Hanwha Phasor, Farringdon, London (2021-)

Phasor Solutions have been developing phased array antennas for high performance satellite broadband internet connectivity. They were acquired by the Hanwha Systems group of Korea which enabled the company to expand and commercialize their product range. I joined a team of four software engineers who worked closely with a substantial hardware team to integrate the custom ASICs into the complete product.

Since the project had been in development for a few years, each board used different microcontrollers and IDEs, and new versions were in development. In my first year, most of the work was with STM32F4 using Keil uVision 5 and STM32H7 with Keil and STM32CubeIDE, as well as IAR Embedded Workbench for an STR9 board. My contributions were a custom QSPI driver for the ISSI 25LP512M NOR flash, improvements to the file system including updating LittleFS and working with SPI-like devices such as the HMC305 RF attenuator.

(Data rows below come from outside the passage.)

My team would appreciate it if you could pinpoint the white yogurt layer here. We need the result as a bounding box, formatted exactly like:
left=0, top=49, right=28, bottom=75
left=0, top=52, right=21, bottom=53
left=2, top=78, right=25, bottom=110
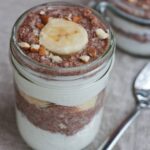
left=13, top=55, right=113, bottom=106
left=16, top=108, right=103, bottom=150
left=108, top=12, right=150, bottom=56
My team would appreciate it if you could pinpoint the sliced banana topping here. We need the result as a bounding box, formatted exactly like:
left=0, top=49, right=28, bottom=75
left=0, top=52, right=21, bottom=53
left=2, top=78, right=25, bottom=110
left=39, top=18, right=88, bottom=55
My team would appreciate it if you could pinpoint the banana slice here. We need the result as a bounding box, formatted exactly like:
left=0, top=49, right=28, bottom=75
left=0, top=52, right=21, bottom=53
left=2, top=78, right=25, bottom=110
left=39, top=18, right=88, bottom=55
left=20, top=91, right=50, bottom=108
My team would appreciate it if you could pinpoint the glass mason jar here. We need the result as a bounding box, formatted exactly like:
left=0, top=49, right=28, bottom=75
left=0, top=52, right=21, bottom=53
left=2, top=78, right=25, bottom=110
left=10, top=2, right=115, bottom=150
left=97, top=0, right=150, bottom=56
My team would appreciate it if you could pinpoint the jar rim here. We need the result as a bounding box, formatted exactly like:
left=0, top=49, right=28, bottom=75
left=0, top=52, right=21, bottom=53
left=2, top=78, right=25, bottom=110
left=10, top=2, right=116, bottom=74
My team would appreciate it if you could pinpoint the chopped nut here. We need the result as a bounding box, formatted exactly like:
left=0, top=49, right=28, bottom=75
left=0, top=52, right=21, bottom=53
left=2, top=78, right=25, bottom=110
left=18, top=42, right=30, bottom=49
left=59, top=123, right=67, bottom=129
left=73, top=16, right=81, bottom=23
left=31, top=44, right=40, bottom=52
left=96, top=28, right=109, bottom=40
left=40, top=10, right=45, bottom=15
left=88, top=48, right=97, bottom=58
left=41, top=15, right=49, bottom=24
left=80, top=55, right=90, bottom=63
left=66, top=14, right=72, bottom=21
left=39, top=46, right=49, bottom=56
left=33, top=29, right=39, bottom=36
left=36, top=23, right=44, bottom=30
left=49, top=53, right=63, bottom=63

In my second year, my time was split between embedded C projects and a C# Windows WinForms application to act as a substitute for the modem. I went from zero previous knowledge of the language in 4.5 months to a fully featured 4500 line .NET Core 6 multithreaded program incorporating TCP sockets, NTP client, spectrum analyzer integration using named pipes, 3rd party libraries for SGP4 orbital calculations and LiveCharts2 for graphing as well as a web view and web APIs. The project was developed while the company was trying out Scrum methodology with 2 weekly sprints where I was the sole developer on that codebase in a mixed discipline team, giving me an insight into the strengths and weaknesses of modern Agile practices.

Back on the embedded side, I developed an SPI driver for the Ethernet switch KSZ8775, and started the basis for a new product using FreeRTOS and LwIP for a 100BASE-T1, 100 Mbit connection over single pair using the dual core STM32H745 using STM32CubeIDE.